Coming off of benzo’s can be a very difficult and dangerous process.  Quite often people experience very adverse side effects including seizures.  I tried kicking cold turkey when I was in California a month ago and the withdrawal symptoms were too great.  I didn’t want to ruin my vacation.

When I returned home from vacation I decided it was time to come off.  I cut my usual dosage in half for two weeks; then in half again for another two weeks.  I should have kept taking it every other day for another week or two, but I was ready to come off.

It’s been over seven months since I had to kick opiates.  I’m employing many of the same supplements and methods I have in the past to mitigate some of the side effects:

  • Plenty of water with fresh squeezed lemon – Withdrawal makes me very dehydrated.  I’m drinking at least 1.5 gallons of water a day.  This keeps me hydrated and the lemon is a natural way to detox the liver.
  • Vitamin C –  Keeps the immune system healthy.  There’s been studies showing mega doses can ameliorate withdrawal symptoms in opiate addicts.
  • Magnesium – It calms the nervous system and lessens anxiety.
  • Getting plenty of sunlight – This is important for vitamin D production.  Being in the sun makes me feel invigorated and my mood appreciates.  Taking a walk in the sun is shown to release oxytocin which is known as the “happiness hormone.”
  • Exercise – No matter how weak I feel, partaking in some sort of exercise always aids in this process.  It gets the blood flowing, endorphin’s going and takes my focus off of other symptoms.
  • L-Tyrosine – This amino acid helps immensely with energy.  Unlike with caffeine or other stimulants, L-Tyrosine does not make me jittery.  It gives me nice, smooth, prolonged energy.  It can also increase dopamine in the brain to counteract depression.
  • Alleve – To deal with all the body aches and pains.

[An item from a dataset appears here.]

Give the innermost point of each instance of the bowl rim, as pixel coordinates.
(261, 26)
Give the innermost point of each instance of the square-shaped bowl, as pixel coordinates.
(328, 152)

Last night I tried smoking weed to counteract how miserable I felt.  Getting high completely wiped me out to the point where I could barely function.  It took me 20 minutes to walk my dog around the block.  My motor functions slowed to a crawl.  I lay on my couch half paralyzed until I fell asleep.

I stopped taking Xanax seven days ago.  The last two days my symptoms have been the most intense.  As I write this I’m not sure if it will turn out to be intelligible.  My brain is barely functioning and my body would like to shut down.  However, I feel like am nearing the tail end of this debacle.

This experiment didn’t go as smoothly as planned.  Nonetheless, It’s a surreal feeling knowing what I’m going through internally and still having the ability to be in control of my feelings and emotions. Having a clear head and being in a more stable place in my life makes handling this situation much easier.  It’s a completely different experience then kicking drugs I was using recreationally.